World GDP Over Time Depending on Climate Change Investment
World GDP Over Time Depending on Climate Change Investment

Every time that a discussion is started on climate change, the economy gets dragged into it and the comment, by climate change deniers, especially, is that climate change activists “hate the economy.”

Every time I hear that excuse for environmental inaction, it makes me laugh when we hear how much the last severe storm cost us to repair. Of course, it makes me sad that people lost lives and property to a climate-change-fueled storm, such as Hurricane Sandy, but then someone says that switching to renewable energy sources is bad for the economy. Speaking of climate change and sea levels alone, some reports estimate repairing the damage after just Hurricane Sandy will finally tally up to $70 billion. Rising sea levels are expected to increase the global costs associated with coastal city storms to $50 billion annually, that is, if world industry and markets maintain the status quo.

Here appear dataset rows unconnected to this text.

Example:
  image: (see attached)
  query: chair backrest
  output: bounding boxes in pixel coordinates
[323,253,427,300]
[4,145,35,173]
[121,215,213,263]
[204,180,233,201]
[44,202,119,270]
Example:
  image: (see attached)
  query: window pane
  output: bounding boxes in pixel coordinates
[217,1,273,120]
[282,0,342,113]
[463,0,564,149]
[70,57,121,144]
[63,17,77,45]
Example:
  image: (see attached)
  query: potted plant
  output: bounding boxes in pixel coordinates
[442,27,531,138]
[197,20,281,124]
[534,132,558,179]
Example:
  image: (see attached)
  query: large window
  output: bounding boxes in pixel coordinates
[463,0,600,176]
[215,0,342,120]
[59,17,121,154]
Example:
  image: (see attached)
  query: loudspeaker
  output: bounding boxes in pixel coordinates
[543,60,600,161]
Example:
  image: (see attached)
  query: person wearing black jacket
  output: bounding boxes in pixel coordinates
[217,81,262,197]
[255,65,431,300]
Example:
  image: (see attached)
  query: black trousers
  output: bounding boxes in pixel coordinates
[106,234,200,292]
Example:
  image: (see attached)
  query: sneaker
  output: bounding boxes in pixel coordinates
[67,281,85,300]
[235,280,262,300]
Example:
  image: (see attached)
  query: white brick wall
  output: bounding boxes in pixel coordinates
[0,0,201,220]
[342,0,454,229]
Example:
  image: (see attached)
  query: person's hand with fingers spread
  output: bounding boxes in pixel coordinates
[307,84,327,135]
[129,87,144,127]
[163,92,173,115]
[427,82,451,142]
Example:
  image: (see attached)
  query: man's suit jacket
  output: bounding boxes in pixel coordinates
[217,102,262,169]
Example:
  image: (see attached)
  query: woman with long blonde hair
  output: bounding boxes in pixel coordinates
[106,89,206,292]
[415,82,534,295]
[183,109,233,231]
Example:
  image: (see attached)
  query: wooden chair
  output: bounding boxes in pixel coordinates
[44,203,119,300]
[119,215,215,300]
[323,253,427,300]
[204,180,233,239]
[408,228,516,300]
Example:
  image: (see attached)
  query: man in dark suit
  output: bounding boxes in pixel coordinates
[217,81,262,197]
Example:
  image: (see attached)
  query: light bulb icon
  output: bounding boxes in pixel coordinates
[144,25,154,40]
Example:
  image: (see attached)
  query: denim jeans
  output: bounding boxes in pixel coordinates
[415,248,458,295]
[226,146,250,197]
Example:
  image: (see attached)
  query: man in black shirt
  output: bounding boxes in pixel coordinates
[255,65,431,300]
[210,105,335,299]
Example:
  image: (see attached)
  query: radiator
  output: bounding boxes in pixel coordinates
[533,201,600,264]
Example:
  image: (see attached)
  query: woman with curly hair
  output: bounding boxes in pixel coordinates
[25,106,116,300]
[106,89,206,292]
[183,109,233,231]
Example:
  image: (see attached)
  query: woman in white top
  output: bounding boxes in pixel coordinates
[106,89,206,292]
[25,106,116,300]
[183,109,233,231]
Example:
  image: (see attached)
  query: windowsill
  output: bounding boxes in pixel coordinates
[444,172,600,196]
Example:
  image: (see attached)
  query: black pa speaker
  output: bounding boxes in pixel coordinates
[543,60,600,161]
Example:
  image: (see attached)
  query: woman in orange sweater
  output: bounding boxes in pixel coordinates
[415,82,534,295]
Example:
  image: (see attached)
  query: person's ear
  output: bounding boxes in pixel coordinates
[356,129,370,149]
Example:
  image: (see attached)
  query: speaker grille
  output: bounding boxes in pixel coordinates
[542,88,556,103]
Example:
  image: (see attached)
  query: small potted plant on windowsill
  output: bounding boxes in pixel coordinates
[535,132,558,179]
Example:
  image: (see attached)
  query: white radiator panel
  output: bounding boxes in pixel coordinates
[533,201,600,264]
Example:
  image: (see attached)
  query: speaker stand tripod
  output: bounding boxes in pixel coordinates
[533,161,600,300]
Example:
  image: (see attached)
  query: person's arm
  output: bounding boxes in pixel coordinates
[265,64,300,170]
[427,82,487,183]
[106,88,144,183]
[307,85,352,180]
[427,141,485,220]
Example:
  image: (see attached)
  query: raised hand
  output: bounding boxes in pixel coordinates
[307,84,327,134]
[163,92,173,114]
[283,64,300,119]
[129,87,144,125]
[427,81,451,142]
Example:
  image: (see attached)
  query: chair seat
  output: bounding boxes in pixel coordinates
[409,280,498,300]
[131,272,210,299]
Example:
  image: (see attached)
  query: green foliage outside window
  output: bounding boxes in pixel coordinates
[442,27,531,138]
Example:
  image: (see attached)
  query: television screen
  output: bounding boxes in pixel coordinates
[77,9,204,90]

The latest United Nations [UN] Intergovernmental Panel on Climate Change [IPCC] report addresses these costs, and the bottom line is all bad. It could be too late to stop the ball from rolling, even if we cut emissions drastically, just from all the greenhouse gases that have already been pumped into the atmosphere since the Industrial Revolution, but doing nothing is sure to be much worse for world economies. The costs associated with repairing damages from severe storms is one thing, but what about economic instability that stems from conflicts that rise from factions asserting control over increasingly limited food and water sources?

On the other hand, what can be done to address climate change as well as ensure steady economic growth? IPCC’s report suggests that investing in renewable energy and putting a price on carbon can at least push the economy in the right direction. In the short term, carbon pricing adjustments, such as increased fossil-fuel taxation and development of emissions-reduction technology, may seem to be worse for the economy, but once the initial investment period is over, IPCC suggests that the next hundred years’ growth will be significantly better than maintaining the status quo.